Vascular Endothelial Growth Factor Receptor-2 and Vascular Endothelial Growth Factor-A Are Localized Primarily to the Vasculature in Pilomyxoid Astrocytoma: A Comparative Study with Juvenile Pilocytic Astrocytoma.
Shree G Sharma, Ali G Saad. Arkansas Children's Hospital, Little Rock
Background: In recent WHO classification, pilomyxoid astrocytoma (PMA) has been added into the category of histological variants of pilocytic astrocytoma (PA). While PMA often show focal features of PA, it has a more aggressive clinical course. Vascular endothelial growth factor (VEGF) signaling is key to physiologic and pathologic angiogenesis and lymphangiogenesis, and is an established target in the development of anticancer therapeutics. VEGF-A is an important driver of the neovascular growth required to support solid tumor progression. The primary signaling receptor for VEGF-A is VEGFR-2, and activation of VEGFR-2 by VEGF-A directs the migration and extension of sprouting vessels.
Design: Six PMAs and 15 PAs are included in this study. Five cases of PMAs were identified by reviewing all cases of PAs on files in the Department of Pathology at Arkansas Children's Hospital since 1970. PAs cases consisted of the last 15 cases accessed in our files. In each case, three 4-µm-thick sections were performed and immunostained with antibody against VEGFR-2, and VEGF-A. The results are correlated with clinical prognosis.
Results: PMAs cases consisted of 4 males and 2 females (median age 3.5 years). PAs cases consisted of 9 males and 7 females (median age 7.9 years). Patients were followed up for a median time of 5.75 years (range 1.15-16.56 years) after the first diagnosis. Median disease-free interval was 2.3 years in patients with PMAs and 7.7 years in PA. Recurrence occured in 4 patients with PMAs and in 2 patients with PA. VEGFR-2 were expressed on vascular endothelium but not on malignant cells in six PMAs and focally on endothelial cells and malignant cells in two PMAs. There was a strong correlation between the expression of VEGFR-2 (P=0.009) and VEGF-A (P=0.01) on vascular endothelium and shorter disease-free survival rate. When VEGFR-2 and VEGF-A were expressed on endothelial and tumor cells, the disease-free survival rate decreased significantly (P=0.0008).
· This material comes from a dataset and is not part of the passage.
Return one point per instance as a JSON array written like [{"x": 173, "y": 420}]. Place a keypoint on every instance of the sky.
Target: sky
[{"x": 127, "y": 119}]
No expression of VEGFR-2 or VEGF-A was observed in patients with PA including the case with recurrence. months after surgery. No statistical correlation was attempted (only one case).
Conclusions: We demonstrate for the first time the preferential expression of VEGFR-2, and VEGF-A in intratumoral vasculature and focally on tumor cells in patients with PMAs. The expression of VEGF may account for the high rate of recurrence in patients with PMAs. Furthermore, patients with PMAs may benefit from anti-VEGF targeted therapy.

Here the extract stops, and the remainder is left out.